FIG. 8 is a diagram of a circuit which processes an output signal from a paper sensor in the embodiment;

FIG. 9 is a diagram for explaining a prior art method of printing;

FIG. 10 is a diagram showing an arrangement of a linear scale, slits and a paper sensor in prior art;

FIG. 11 is a diagram which shows print start timings of respective heads of plural colors;

FIG. 12 is a diagram for explaining the characteristics of the paper sensor and problems in a prior art ink-type image forming device;

FIG. 13 shows a printed result of the prior art inktype image forming device;

FIG. 14 is a flow chart showing a process of detecting a paper edge in the embodiment; and

FIG. 15 is a flow chart showing a printing process in the embodiment.

DESCRIPTION OF THE PREFERRED EMBODIMENTS

Now, the present invention will be described in detail with reference to the illustrated embodiment. The same numerals are used for elements similar to those described hereinbefore and the duplicate explanation will be omitted.

In the embodiment, as one of image forming devices, there is explained an ink jet image forming device with a plurality of color heads. However, the invention is not limited to this, but is applicable to any type of image forming device if the device has a head, which is scanned in the direction perpendicular to the paper travelling direction, and a sensor to detect a side edge position of a paper sheet (the output of which varies depending upon a type of paper).

FIG. 1 is a block diagram showing a configuration of the ink jet image forming device according to the embodiment. FIG. 2 shows a perspective view of a main part of a carriage moving mechanism of the image forming device and an expanded view of a recording head unit of the mechanism.

As shown in FIG. 1, the image forming device is generally divided into three parts: an external device 101, such as an image scanner, a personal computer, a CAD device, etc. which outputs image data VDI being an image to be recorded, a print control unit 102 for producing signals necessary for forming an image on a recording medium based on the image data VDI which are transferred from the external device 101, and a head 103 for perform a printing based on the signals from the print control unit 102.

The print control unit 102 includes a CPU 104, a head control unit 105, a window control unit 106, a binary conversion circuit 107, an image memory 108, a memory 112, etc.
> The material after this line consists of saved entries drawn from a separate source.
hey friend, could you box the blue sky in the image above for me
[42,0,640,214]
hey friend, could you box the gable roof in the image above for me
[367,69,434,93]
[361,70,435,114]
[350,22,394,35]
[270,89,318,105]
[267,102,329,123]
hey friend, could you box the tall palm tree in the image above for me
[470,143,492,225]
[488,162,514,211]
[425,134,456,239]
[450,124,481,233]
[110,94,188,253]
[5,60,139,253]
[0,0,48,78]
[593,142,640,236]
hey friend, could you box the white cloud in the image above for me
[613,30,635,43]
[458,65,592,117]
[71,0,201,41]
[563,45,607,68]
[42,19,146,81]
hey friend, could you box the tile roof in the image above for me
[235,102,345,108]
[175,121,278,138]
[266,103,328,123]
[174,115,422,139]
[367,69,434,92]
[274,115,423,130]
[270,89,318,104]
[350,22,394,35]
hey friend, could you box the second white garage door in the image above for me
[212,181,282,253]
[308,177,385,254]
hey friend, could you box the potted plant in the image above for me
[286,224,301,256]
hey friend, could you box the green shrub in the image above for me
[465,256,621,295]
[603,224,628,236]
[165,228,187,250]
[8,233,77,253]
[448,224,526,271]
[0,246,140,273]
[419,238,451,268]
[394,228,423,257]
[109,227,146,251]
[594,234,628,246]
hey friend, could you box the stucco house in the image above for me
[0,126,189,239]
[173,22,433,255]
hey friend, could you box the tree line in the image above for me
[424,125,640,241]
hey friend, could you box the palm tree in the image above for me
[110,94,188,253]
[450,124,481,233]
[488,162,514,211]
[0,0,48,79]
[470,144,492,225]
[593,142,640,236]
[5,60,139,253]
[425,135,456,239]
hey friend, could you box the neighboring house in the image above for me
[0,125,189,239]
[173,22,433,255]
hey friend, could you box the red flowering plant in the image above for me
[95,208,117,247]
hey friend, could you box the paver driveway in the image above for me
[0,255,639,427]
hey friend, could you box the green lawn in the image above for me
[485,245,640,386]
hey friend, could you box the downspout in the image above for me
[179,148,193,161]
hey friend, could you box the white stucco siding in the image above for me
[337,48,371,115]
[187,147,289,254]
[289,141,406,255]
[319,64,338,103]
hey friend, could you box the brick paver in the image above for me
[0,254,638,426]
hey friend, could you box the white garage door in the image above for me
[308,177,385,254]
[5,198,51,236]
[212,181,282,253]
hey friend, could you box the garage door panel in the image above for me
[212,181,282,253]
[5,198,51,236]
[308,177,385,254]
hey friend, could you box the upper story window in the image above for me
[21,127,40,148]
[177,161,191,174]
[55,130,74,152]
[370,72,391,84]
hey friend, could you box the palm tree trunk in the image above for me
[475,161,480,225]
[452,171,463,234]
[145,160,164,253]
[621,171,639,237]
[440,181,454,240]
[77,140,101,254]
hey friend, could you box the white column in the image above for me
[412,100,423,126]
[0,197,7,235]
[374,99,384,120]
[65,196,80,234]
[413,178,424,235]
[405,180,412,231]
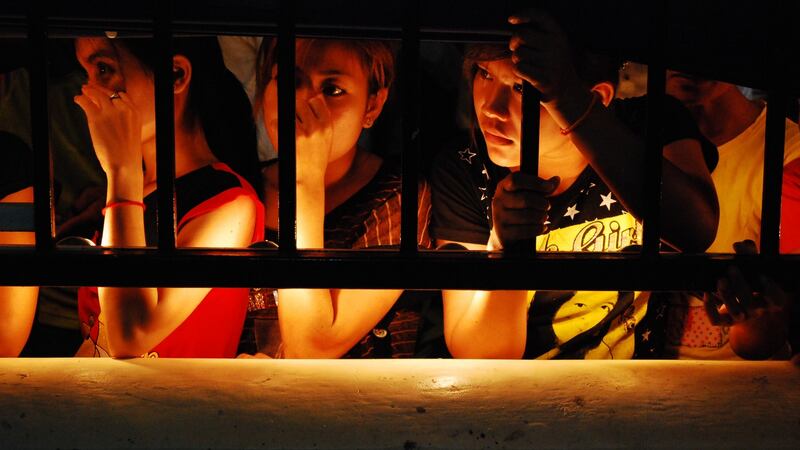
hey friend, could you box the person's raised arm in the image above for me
[277,93,401,358]
[509,10,719,252]
[75,85,257,357]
The CPU 104 provides an interface with the external device 101, and controls the entire operation of the print control unit 102 including the image memory 108, the memory 112 and I/O's. The CPU 104 also monitors outputs from a lift height sensor 113, a thermistor 110, and communicates with the head 103 and an operation unit 111. The window control unit 106 performs an operation explained below in response to an output signal LINSCL of the linear sensor 302. The binary conversion circuit 107, responsive to an output signal So from the paper sensor 303, performs the binary conversion. The CPU 104 detects the side edge position of the paper sheet based on the binary converted output.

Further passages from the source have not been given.